Une enquête policière ouverte après une mort suspecte dans un CHSLD

La police de Trois-Rivières a annoncé lundi l’ouverture d'une enquête pour élucider la mort d'un résident octogénaire atteint d'Alzheimer.
Photo: iStock La police de Trois-Rivières a annoncé lundi l’ouverture d'une enquête pour élucider la mort d'un résident octogénaire atteint d'Alzheimer.

La police de Trois-Rivières a annoncé lundi l’ouverture d’une enquête du coroner pour élucider les circonstances entourant la mort de Guy Bastien, un octogénaire atteint de la maladie d’Alzheimer qui résidait au Centre d’hébergement Roland-Leclerc.

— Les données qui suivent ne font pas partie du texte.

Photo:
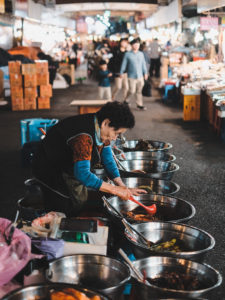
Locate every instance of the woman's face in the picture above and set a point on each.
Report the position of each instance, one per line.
(108, 133)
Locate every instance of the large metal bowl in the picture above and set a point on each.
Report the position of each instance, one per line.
(157, 186)
(145, 155)
(168, 208)
(41, 292)
(155, 266)
(151, 169)
(196, 242)
(156, 146)
(98, 272)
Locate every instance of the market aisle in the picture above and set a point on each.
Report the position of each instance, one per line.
(199, 154)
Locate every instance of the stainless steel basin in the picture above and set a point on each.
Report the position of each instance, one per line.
(98, 272)
(168, 208)
(146, 155)
(156, 145)
(156, 186)
(153, 168)
(41, 292)
(155, 266)
(195, 243)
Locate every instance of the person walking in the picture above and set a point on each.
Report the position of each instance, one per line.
(115, 65)
(134, 64)
(104, 88)
(155, 51)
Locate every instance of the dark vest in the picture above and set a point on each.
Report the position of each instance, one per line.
(55, 156)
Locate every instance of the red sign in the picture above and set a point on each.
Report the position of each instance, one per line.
(207, 23)
(81, 26)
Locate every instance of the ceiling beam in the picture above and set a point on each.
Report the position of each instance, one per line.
(85, 1)
(94, 6)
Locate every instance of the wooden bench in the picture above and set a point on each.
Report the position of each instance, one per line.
(88, 106)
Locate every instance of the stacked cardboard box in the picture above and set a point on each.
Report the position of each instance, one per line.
(29, 81)
(30, 86)
(16, 85)
(45, 89)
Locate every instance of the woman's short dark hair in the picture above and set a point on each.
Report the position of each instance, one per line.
(118, 113)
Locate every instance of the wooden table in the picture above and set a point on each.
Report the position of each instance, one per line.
(88, 106)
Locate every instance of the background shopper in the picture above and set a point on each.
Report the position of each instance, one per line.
(155, 51)
(115, 65)
(104, 88)
(135, 65)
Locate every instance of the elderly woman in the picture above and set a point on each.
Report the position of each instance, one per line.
(71, 148)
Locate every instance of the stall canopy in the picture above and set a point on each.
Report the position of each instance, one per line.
(206, 5)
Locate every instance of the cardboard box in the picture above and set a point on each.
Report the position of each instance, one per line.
(43, 78)
(15, 79)
(16, 92)
(14, 66)
(1, 83)
(44, 103)
(29, 69)
(30, 80)
(41, 66)
(30, 92)
(30, 103)
(46, 90)
(17, 104)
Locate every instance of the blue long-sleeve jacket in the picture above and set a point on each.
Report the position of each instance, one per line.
(134, 65)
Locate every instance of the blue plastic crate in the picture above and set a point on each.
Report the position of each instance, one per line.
(30, 129)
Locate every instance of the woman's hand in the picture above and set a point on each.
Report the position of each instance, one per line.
(137, 191)
(121, 191)
(125, 193)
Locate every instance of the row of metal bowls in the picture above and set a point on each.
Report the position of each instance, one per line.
(108, 275)
(196, 242)
(156, 163)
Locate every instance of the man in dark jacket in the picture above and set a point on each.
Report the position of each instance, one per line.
(71, 148)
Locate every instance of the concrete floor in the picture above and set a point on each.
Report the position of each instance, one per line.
(200, 155)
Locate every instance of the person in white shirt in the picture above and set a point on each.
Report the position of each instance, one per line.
(134, 64)
(155, 51)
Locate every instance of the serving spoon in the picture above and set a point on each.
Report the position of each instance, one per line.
(127, 225)
(151, 209)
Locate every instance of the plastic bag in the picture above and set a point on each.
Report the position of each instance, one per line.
(52, 248)
(13, 257)
(146, 91)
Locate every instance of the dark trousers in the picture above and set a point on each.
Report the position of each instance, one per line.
(154, 67)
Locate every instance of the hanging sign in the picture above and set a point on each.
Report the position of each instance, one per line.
(223, 21)
(2, 6)
(207, 23)
(21, 8)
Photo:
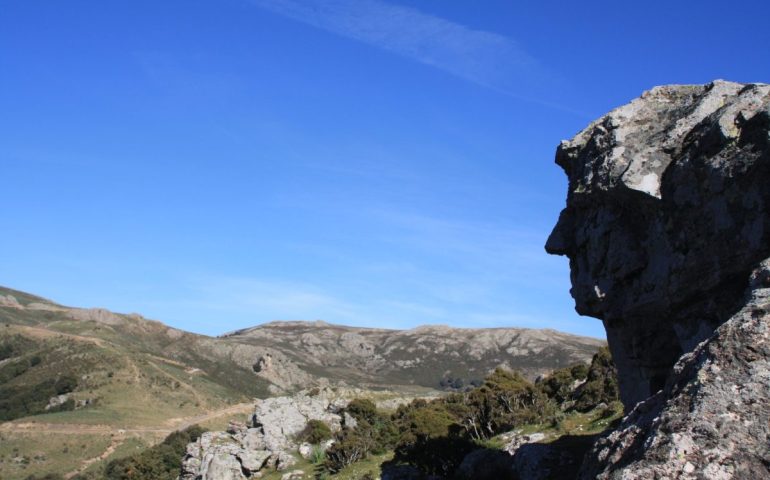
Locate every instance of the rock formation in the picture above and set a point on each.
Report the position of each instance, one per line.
(667, 232)
(266, 442)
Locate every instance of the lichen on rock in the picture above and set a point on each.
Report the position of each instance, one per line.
(667, 231)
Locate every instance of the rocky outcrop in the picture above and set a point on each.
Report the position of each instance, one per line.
(667, 232)
(266, 442)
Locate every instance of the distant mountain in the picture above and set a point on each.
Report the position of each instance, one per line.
(79, 387)
(285, 356)
(293, 354)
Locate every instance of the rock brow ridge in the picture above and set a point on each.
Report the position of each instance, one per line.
(667, 232)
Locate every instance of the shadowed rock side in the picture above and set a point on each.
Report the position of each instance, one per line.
(666, 228)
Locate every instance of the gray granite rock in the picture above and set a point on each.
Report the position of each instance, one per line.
(667, 231)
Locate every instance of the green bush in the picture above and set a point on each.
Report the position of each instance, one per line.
(161, 462)
(601, 383)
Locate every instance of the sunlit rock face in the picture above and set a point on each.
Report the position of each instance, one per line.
(666, 217)
(666, 228)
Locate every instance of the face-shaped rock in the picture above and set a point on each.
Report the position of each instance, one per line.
(666, 216)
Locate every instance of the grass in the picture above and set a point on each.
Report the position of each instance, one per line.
(23, 454)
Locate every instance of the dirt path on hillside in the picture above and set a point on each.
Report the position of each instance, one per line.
(115, 443)
(81, 429)
(45, 333)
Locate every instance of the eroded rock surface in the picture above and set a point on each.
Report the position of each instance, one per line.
(266, 442)
(667, 232)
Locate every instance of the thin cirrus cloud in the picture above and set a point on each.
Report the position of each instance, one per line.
(485, 58)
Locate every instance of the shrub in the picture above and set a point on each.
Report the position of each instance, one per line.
(601, 383)
(161, 462)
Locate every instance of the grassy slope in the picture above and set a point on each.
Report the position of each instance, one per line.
(140, 380)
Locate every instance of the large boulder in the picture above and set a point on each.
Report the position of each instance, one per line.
(667, 229)
(266, 442)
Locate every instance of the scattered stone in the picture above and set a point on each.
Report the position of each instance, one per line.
(295, 475)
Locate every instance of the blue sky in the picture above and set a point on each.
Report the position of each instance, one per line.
(220, 164)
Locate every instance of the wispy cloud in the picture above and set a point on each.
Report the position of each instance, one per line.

« Compte tenu [du fait] que des événements entourant le décès sont survenus dans un CHSLD [centre d’hébergement de soins de longue durée], des enquêteurs ont amorcé une enquête en vertu de la Loi sur le coroner, afin de déterminer les causes et les circonstances ayant causé le décès. Aucun autre détail ne sera transmis avant la conclusion de l’enquête », a précisé la police locale par voie de communiqué.

Guy Bastien, 82 ans, aurait été blessé à la tête après avoir chuté lors d’une altercation avec un gardien de sécurité vendredi soir, d’après ce qu’ont rapporté les membres de sa famille auprès de plusieurs médias.

C’est son fils Marc Bastien qui a appelé les services d’urgence en découvrant son père dans un état critique dans sa chambre.

Son père est décédé dimanche matin des suites de ses blessures. Il souffrait d’une fracture du crâne et d’une hémorragie cérébrale, selon ses proches. Sa famille a porté plainte contre le CHSLD, lui reprochant de ne pas avoir transféré Guy Bastien à l’hôpital après l’incident.

Le CIUSSS de la Mauricie-et-du-Centre-du-Québec (MCQ) a aussi lancé une « analyse interne ».

« Chaque personne qui a été un acteur ou un témoin des événements sera rencontrée [et] nous allons colliger les actions qui ont été posées », a déclaré Carol Fillion, président-directeur général du CIUSSS MCQ, en conférence de presse.

L’analyse permettra d’établir si les protocoles ont bien été appliqués et s’ils sont toujours à jour. Des correctifs seront apportés au besoin.

M. Fillion a tenu à préciser que son personnel est adéquatement formé pour intervenir en cas de chute d’un résident.

Des chutes qui font d’ailleurs partie du quotidien en CHSLD, d’après le directeur adjoint au programme soutien à l’autonomie de la personne âgée au CIUSSS MCQ, Sébastien Rouleau.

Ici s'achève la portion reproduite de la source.